The seventh Kubuqi International Desert Forum kicked off Saturday in the Kubuqi Desert in northern China's Inner Mongolia autonomous region, attracting delegates and experts from home and abroad to discuss desertification.
Kubuqi is the seventh largest desert in China, covering an area of 18,600 square kilometers. It was once the source of frequent sandstorms hitting Beijing.
Over the past three decades, farmers and herdsmen in Kubuqi planted Chinese medicinal herbs, such as liquorice, to improve soil, built photovoltaic power stations for electricity and fostered tourism.
These efforts not only contributed to the greening of more than 6,000 square kilometers of Kubuqi, but also lifted 102,000 people out of poverty.

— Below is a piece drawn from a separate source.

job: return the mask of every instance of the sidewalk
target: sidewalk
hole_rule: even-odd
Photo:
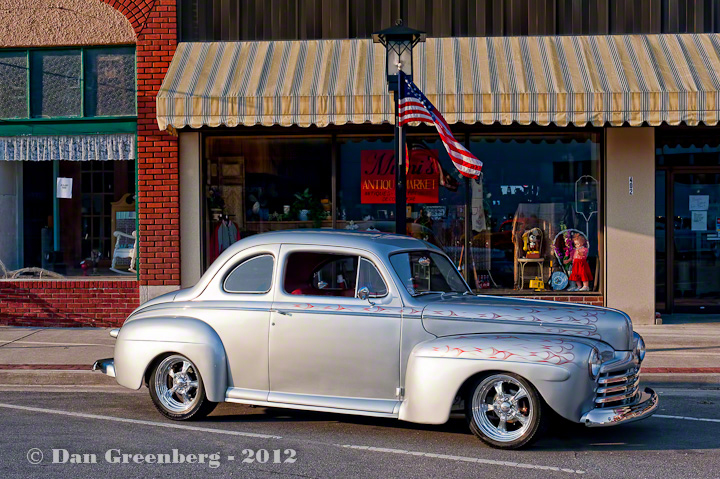
[[[644,383],[720,387],[720,321],[637,326],[645,339]],[[105,328],[0,326],[0,385],[113,385],[90,371],[113,355]]]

The core of success at Kubuqi is its sustainable business model, and the establishment of a system that incorporates policy instruments, private sector investment and active participation of locals, according to a policy report from the United Nations Environment Programme.
The greening project in Kubuqi has offered a model for the world to tackle desertification, said representatives of the United Nations Convention to Combat Desertification.
China has made great progress in the fight against desertification in the past few years, with shrinking degraded land and reduced poverty in desertified areas.
The area of desertified land in the country shrank by an annual average of 1,980 square km in 2010-2014, a sharper decline than the 1,717 square km for 2005-2009, and 1,283 square km for 2000-2004.
For the 2016-2020 period, China aims to rehabilitate 10 million hectares of desertified land and turn more than half of the country's reclaimable desert into green land.
In early September, China will host a United Nations meeting on fighting desertification in Inner Mongolia, which is expected to draw a roadmap to end desert expansion by 2030.